Op dinsdag 22 augustus 1911 liep Béroud het Louvre binnen en ging naar de Salon Carré waar de Mona Lisa was vijf jaar tentoongesteld. Maar op de muur waar de Mona Lisa placht te hangen, tussen die van Correggio Mystiek huwelijk en die van Titiaan Allegorie van Alfonso d'Avalos, zat slechts vier ijzeren haringen.
Béroud nam contact op met de afdelingshoofd van de bewakers, die dachten dat het schilderij bij de fotografen moest zijn '. Een paar uur later checkte Béroud terug met het afdelingshoofd. Het werd toen ontdekt de Mona Lisa was niet bij de fotografen. De afdelingschef en andere bewakers hebben snel het museum doorzocht - nee Mona Lisa.
Omdat museumdirecteur Homolle op vakantie was, werd contact opgenomen met de curator van Egyptische oudheden. Hij belde op zijn beurt de politie van Parijs. Ongeveer 60 onderzoekers werden kort na het middaguur naar het Louvre gestuurd. Ze sloten het museum en lieten langzaam de bezoekers uit. Daarna gingen ze verder met zoeken.
Uiteindelijk werd vastgesteld dat het waar was Mona Lisa was gestolen.
Het Louvre was een hele week gesloten om het onderzoek te ondersteunen. Toen het werd heropend, was een rij mensen plechtig komen staren naar de lege ruimte aan de muur, waar de Mona Lisa had ooit opgehangen. Een anonieme bezoeker liet een boeket bloemen achter. Museumdirecteur Homolle verloor zijn baan.
Uit latere rapporten zou blijken dat het schilderij 26 uur was gestolen voordat iemand het opmerkte.
Achteraf gezien is dat niet zo schokkend. Het Louvre Museum is het grootste ter wereld, met een oppervlakte van ongeveer 15 hectare.

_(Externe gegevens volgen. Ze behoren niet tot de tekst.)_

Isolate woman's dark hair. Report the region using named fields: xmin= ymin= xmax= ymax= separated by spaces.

Beveiliging was zwak; rapporten zijn dat er slechts ongeveer 150 bewakers waren en dat kunstincidenten die in het museum werden gestolen of beschadigd enkele jaren eerder waren gebeurd.

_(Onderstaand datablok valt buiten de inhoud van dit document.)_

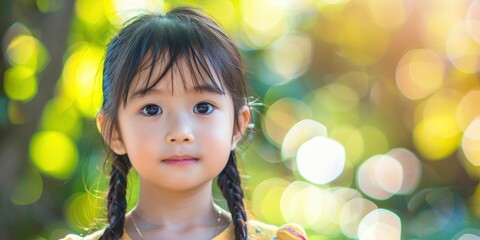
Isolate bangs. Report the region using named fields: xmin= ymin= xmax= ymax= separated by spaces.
xmin=105 ymin=12 xmax=229 ymax=106
xmin=130 ymin=44 xmax=225 ymax=101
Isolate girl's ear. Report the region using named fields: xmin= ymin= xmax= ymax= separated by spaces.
xmin=97 ymin=113 xmax=127 ymax=155
xmin=231 ymin=106 xmax=250 ymax=150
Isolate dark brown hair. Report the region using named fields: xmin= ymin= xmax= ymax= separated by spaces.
xmin=96 ymin=7 xmax=247 ymax=240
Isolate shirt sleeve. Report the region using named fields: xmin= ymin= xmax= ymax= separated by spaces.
xmin=247 ymin=220 xmax=308 ymax=240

Bovendien, op dat moment, de Mona Lisa was niet zo beroemd. Hoewel bekend als een vroeg 16e-eeuws werk van Leonardo da Vinci, wist slechts een kleine maar groeiende cirkel van kunstcritici en liefhebbers dat het bijzonder was. De diefstal van het schilderij zou dat voor altijd veranderen.
Helaas was er niet veel bewijs om verder te gaan. De belangrijkste ontdekking werd op de eerste dag van het onderzoek gevonden. Ongeveer een uur nadat de 60 onderzoekers het Louvre begonnen te doorzoeken, vonden ze de controversiële glasplaat en Mona Lisa frame liggend in een trap. Het oude frame, twee jaar eerder geschonken door gravin de Béarn, was niet beschadigd. Onderzoekers en anderen speculeerden dat de dief het schilderij van de muur greep, het trappenhuis betrad, het schilderij uit zijn lijst verwijderde en op een of andere manier onopgemerkt het museum verliet. Maar wanneer gebeurde dit allemaal??
Onderzoekers begonnen bewakers en werknemers te interviewen om te bepalen wanneer de Mona Lisa werd vermist. Een medewerker herinnerde zich dat hij het schilderij op maandagochtend rond 7 uur had gezien (een dag voordat het werd vermist), maar merkte het op toen hij een uur later langs de Salon Carré liep. Hij was ervan uitgegaan dat een museumambtenaar hem had verplaatst.
Verder onderzoek ontdekte dat de gebruikelijke bewaker in de Salon Carré thuis was (een van zijn kinderen had de mazelen) en zijn vervanger gaf toe dat hij rond 8 uur zijn post verliet om een sigaret te roken. Al dit bewijs wees erop dat de diefstal op maandagochtend ergens tussen 07:00 en 08:30 uur plaatsvond.